In "The Swan Thieves" (Little, Brown, 561 pages, $26.99), a troubled painter is committed to a mental institution after attacking a priceless canvas in the National Gallery with a knife.

Assigned to the odd case of Robert Oliver is Dr. Marlowe, a psychiatrist and amateur gumshoe. By all appearances, this story has it all: an arty mystery, intrigue, romantic despair. Add Kostova's undeniable talent and her knack for canny human observation and it would seem this novel would be the ultimate tour de force.

So what went wrong?

First, the narrative is told in a wearying round-robin, bouncing between the viewpoints of several different characters. To get the proverbial paintbrush wet, Marlowe decamps from the hospital to track down his patient's ex-wife, Kate.

Readers are subjected to a bone-crushingly thorough account of her miserable relationship with Robert Oliver. Chapters do not fly by as we learn of their tortured first meeting (she threw up on his shoes), their maddening years in New York as struggling artists, the move to a small college where he could teach and mentally self-destruct, followed by the birth of their children and the all-too-slow breakdown of their chaotic marriage.

As if this slow scrape of the marital canvas weren't enough, every few chapters Kostova shuts down the modern-day portion of the story, shifting to a packet of yellowed French letters and their mysterious, long-dead author. The audience is expected to be patient about this soporific 19th-century parallel plot line, which holds the key to Robert Oliver's demons.

Once Kate cries her last tear, Marlowe is off to interview Mary, another of Robert's women.
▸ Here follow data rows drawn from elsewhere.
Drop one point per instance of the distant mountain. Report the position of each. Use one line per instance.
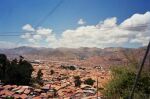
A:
(85, 56)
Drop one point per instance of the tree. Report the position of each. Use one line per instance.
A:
(15, 72)
(77, 81)
(122, 82)
(89, 81)
(3, 65)
(52, 72)
(39, 77)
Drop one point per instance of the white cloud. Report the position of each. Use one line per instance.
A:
(81, 22)
(6, 44)
(28, 27)
(107, 33)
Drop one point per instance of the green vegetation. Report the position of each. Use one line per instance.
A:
(68, 67)
(122, 82)
(39, 79)
(89, 81)
(52, 72)
(77, 81)
(15, 72)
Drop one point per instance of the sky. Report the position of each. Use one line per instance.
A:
(74, 23)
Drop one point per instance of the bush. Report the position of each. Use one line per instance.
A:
(89, 81)
(77, 81)
(123, 80)
(39, 77)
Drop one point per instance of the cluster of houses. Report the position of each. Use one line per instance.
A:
(47, 92)
(60, 84)
(26, 92)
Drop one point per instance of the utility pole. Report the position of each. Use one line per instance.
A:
(139, 71)
(97, 87)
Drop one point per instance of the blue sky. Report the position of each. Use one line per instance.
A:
(14, 14)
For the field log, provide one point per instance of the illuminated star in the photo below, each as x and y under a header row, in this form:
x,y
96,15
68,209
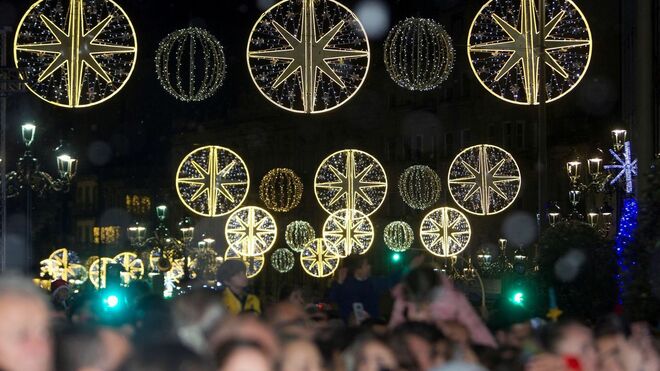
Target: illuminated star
x,y
627,167
308,54
75,49
523,43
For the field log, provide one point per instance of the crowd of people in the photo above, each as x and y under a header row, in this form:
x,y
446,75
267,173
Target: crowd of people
x,y
432,326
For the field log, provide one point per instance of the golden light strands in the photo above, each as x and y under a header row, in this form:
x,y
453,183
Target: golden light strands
x,y
317,260
190,64
212,181
75,53
347,232
298,234
251,231
398,236
484,179
420,187
308,56
445,232
350,179
281,190
419,54
503,48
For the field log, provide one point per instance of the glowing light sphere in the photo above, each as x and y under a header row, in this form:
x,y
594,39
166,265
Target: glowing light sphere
x,y
251,230
282,260
398,236
348,232
420,187
253,264
308,56
298,234
503,48
350,179
212,181
75,53
445,232
190,64
317,260
281,190
419,54
484,179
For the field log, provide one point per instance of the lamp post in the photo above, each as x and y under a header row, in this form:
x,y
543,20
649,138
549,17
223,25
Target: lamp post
x,y
30,179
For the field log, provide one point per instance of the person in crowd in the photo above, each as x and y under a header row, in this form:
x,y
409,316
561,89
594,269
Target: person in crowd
x,y
232,274
25,337
357,291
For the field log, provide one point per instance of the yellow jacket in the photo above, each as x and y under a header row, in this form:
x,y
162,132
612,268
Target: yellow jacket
x,y
235,306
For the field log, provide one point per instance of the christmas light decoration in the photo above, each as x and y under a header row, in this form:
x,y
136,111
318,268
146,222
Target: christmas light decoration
x,y
251,230
626,166
75,53
253,264
347,232
398,236
281,190
420,187
419,54
350,179
308,56
445,232
212,181
282,260
317,260
504,51
298,234
484,179
190,64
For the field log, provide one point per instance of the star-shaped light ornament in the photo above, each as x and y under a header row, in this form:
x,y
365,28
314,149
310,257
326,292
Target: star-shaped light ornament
x,y
212,181
308,56
626,167
504,48
75,57
484,179
445,232
350,179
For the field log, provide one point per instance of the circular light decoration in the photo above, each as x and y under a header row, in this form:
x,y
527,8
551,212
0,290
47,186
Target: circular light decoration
x,y
281,190
504,53
484,179
317,260
253,264
348,232
212,181
350,179
282,260
420,187
251,231
419,54
445,232
75,53
190,64
298,234
398,236
308,56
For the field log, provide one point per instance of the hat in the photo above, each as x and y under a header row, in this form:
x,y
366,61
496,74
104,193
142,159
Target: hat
x,y
230,268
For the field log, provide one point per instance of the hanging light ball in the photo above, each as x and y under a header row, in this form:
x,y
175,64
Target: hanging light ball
x,y
420,187
419,54
282,260
398,236
298,234
281,190
190,64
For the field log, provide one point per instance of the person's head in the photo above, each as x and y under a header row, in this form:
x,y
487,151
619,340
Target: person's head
x,y
242,355
232,273
25,333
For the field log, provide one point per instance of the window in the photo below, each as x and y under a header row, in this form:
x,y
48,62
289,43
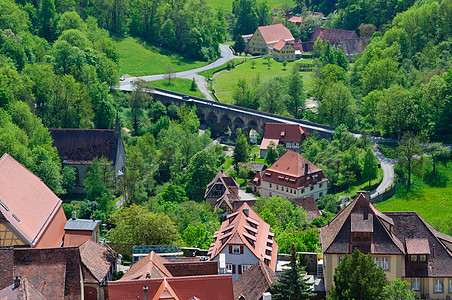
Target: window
x,y
228,268
438,286
246,267
416,284
384,263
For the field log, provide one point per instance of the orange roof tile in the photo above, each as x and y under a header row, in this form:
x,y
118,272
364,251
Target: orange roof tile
x,y
29,205
241,236
274,33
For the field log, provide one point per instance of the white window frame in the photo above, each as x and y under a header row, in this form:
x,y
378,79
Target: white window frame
x,y
416,284
438,286
229,268
245,267
384,263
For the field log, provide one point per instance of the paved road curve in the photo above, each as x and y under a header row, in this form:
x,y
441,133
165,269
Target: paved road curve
x,y
226,55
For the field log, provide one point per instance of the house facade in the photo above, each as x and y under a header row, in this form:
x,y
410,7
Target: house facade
x,y
265,37
243,240
31,215
290,136
283,51
291,176
403,244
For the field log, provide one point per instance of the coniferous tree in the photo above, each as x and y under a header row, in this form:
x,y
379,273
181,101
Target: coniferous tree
x,y
294,285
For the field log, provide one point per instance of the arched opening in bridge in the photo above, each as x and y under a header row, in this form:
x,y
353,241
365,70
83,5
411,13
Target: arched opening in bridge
x,y
212,119
238,123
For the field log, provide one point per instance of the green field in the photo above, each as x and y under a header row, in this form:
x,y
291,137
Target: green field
x,y
430,196
225,81
136,58
179,85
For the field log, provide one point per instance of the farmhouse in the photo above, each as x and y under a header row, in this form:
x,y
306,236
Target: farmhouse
x,y
403,244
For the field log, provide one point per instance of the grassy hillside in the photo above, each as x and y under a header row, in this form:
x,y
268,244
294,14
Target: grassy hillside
x,y
430,196
225,81
136,58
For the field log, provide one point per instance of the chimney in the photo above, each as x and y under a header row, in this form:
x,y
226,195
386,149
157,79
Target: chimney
x,y
246,211
16,282
145,292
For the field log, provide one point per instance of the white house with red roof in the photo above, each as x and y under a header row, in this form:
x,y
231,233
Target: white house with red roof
x,y
265,37
289,135
291,176
244,239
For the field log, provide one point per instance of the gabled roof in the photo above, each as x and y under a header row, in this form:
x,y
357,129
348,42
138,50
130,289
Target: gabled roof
x,y
335,237
293,164
284,132
54,272
97,258
310,206
254,282
273,33
335,36
29,205
409,226
151,266
215,287
83,145
236,230
81,224
24,291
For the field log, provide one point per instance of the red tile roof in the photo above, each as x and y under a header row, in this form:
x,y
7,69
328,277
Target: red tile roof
x,y
75,238
98,259
254,282
152,265
215,287
30,206
274,33
239,235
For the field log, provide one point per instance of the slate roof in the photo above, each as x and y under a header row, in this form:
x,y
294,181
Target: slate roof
x,y
214,287
273,33
283,133
83,145
236,230
24,291
335,237
53,272
254,282
29,205
97,259
310,206
81,224
408,226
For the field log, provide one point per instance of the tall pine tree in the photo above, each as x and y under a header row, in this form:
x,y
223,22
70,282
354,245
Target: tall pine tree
x,y
295,285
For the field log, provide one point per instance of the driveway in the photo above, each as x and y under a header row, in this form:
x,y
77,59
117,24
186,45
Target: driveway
x,y
387,165
226,55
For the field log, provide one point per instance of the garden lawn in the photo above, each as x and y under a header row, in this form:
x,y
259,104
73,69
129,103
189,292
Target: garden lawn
x,y
178,85
430,201
136,58
226,81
Mary concedes that: "It's a shame for a woman's history to be all about men -- first boys, then other boys, then men, men, men ... ," but the sad truth remains that Kostova briskly dispenses with the women whom enfant terrible Robert Oliver has loved and left, despite the fact that they're the only characters of real interest.

Just as the reader becomes attached to one, the next paper doll helpmeet is introduced, only to be discarded the moment her cardboard head becomes wobbly.

Kostova clearly envisioned a narrative rife with proto-feminist whisperings about women finding their own soft brush strokes within an art world long dominated by men, but this latent message gets watered down to mere grayscale daubing by story's end. The parallel plot never builds enough momentum -- or excitement -- to create a satisfying denouement.

What really happened to spur Robert Oliver over the edge? Readers will find out, but few will care by tale's end.

Andrea Hoag is a Lawrence, Kan., book critic whose reviews also appear in Publishers Weekly and Film Comment.